Chapter Thirty-Four What Shakespeare saw when he looked under Clopton Bridge

My friend the player Weston used to say in support of his Polesworth conjecture that Shakespeare never mentions Stratford in any of his writings. But that's not true.

If you stand on the eighteenth arch of Clopton Bridge (the one nearest the point where the road goes off to London), and if you watch the River Avon below when it is in flood, you will see a curious thing that Shakespeare saw.

The force of the current under the adjoining arches, coupled with the curve there is at that strait in the riverbank, produces a very queer and swirling eddy. What happens is that the bounding water is forced back through the arch in an exactly contrary direction.

I have seen sticks and straws, which I have just watched swirling downstream through the arch, brought back again as swiftly against the flood.

The boy Will saw this too.

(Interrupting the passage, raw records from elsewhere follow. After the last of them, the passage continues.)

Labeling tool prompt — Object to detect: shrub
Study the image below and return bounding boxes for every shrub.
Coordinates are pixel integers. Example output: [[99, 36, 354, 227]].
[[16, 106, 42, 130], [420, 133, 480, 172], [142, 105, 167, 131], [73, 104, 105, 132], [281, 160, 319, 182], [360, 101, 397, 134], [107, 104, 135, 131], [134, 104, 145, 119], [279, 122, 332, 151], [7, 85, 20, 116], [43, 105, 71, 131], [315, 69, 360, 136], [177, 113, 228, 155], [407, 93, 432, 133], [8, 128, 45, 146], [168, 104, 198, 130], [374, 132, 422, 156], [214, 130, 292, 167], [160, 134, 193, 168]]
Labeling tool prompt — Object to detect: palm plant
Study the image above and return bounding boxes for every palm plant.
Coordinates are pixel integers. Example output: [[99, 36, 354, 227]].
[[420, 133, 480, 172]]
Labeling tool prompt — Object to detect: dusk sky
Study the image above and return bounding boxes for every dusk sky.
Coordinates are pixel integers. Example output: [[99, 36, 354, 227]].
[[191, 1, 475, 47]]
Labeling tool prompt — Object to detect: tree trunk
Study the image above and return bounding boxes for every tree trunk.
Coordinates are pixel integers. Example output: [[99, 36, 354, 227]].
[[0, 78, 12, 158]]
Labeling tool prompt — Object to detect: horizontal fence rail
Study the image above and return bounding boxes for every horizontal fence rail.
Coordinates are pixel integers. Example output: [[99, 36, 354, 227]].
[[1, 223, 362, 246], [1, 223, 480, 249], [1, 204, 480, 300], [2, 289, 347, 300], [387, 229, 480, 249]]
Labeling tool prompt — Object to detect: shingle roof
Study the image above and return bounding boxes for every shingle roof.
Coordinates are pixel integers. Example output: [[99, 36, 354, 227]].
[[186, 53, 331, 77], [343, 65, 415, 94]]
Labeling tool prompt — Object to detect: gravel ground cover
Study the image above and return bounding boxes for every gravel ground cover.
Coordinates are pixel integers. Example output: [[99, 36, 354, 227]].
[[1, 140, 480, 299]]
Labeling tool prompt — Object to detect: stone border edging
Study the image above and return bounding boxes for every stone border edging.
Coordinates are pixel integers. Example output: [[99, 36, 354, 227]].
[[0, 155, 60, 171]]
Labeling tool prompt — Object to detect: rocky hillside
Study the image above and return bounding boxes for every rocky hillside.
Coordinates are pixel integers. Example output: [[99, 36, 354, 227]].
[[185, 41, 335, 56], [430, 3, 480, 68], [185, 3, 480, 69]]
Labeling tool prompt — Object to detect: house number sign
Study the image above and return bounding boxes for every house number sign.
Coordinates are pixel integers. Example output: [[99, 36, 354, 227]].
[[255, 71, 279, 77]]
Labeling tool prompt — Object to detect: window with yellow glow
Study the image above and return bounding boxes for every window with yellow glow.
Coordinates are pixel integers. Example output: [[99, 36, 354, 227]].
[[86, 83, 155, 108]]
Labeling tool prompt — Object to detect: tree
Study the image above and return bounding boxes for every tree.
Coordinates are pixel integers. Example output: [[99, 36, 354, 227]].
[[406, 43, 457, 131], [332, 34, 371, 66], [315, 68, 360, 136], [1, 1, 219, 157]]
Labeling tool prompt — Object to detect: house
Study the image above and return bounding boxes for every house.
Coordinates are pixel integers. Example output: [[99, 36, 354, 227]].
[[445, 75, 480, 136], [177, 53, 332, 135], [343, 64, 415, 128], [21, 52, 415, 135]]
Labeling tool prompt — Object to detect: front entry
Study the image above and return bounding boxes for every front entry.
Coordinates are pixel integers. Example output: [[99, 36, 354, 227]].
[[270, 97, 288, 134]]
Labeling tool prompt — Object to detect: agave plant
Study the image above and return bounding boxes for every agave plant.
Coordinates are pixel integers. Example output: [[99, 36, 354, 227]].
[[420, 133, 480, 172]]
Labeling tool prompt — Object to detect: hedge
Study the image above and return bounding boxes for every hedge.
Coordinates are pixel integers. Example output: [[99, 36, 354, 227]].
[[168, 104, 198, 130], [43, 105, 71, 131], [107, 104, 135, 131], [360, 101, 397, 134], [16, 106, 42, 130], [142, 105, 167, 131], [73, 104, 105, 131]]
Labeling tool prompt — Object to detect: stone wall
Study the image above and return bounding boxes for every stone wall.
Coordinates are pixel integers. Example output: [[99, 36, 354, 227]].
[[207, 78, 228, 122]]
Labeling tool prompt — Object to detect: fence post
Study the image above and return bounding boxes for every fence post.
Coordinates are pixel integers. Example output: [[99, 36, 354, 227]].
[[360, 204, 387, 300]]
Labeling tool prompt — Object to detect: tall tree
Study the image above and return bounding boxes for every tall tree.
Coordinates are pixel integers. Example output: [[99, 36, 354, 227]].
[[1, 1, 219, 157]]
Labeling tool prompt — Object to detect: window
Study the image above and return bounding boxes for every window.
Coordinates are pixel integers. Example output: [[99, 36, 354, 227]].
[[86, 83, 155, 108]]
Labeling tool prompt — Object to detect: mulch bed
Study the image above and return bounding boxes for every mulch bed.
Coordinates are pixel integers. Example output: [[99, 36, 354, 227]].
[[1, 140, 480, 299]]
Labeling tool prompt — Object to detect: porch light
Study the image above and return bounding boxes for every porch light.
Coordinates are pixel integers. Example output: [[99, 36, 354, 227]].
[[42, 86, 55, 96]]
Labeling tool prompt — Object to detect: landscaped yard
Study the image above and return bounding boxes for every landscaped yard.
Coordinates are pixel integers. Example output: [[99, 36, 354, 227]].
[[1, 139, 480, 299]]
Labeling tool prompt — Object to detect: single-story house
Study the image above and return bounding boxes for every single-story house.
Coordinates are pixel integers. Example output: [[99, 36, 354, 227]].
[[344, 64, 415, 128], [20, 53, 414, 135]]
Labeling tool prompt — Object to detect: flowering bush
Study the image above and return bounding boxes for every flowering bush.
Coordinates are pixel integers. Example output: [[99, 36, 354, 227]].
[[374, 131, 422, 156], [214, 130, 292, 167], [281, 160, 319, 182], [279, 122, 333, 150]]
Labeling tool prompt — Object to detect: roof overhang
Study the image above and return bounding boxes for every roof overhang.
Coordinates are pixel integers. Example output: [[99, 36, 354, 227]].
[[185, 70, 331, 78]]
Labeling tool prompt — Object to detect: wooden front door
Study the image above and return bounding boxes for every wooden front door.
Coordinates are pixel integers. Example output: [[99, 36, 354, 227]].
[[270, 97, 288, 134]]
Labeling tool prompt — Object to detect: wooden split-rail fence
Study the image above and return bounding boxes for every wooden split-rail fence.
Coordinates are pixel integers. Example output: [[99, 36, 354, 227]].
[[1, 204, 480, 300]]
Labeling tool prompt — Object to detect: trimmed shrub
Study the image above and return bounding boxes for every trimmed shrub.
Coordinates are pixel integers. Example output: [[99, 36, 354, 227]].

Here's how he describes it:

As through an arch the violent roaring tide

Outruns the eye that doth behold his haste,

Yet in the eddy boundeth in his pride

Back to the strait that forc'd him on so fast,

In rage sent out, recall'd in rage, being past:

Even so his sighs, his sorrows, make a saw,

To push grief on and back the same grief draw.

That's from The Rape of Lucrece, lines 1667-73. How many times must he have watched it, perhaps with tears in his bright eyes?

You can see the river behave like this at Stratford even on a calm day, but if you want to observe the full force of that saw-like eddy then choose a day with a violent roaring tide. At all events, here, my dears, we have something very particular and peculiar and right in the heart of his home town that William Shakespeare noticed.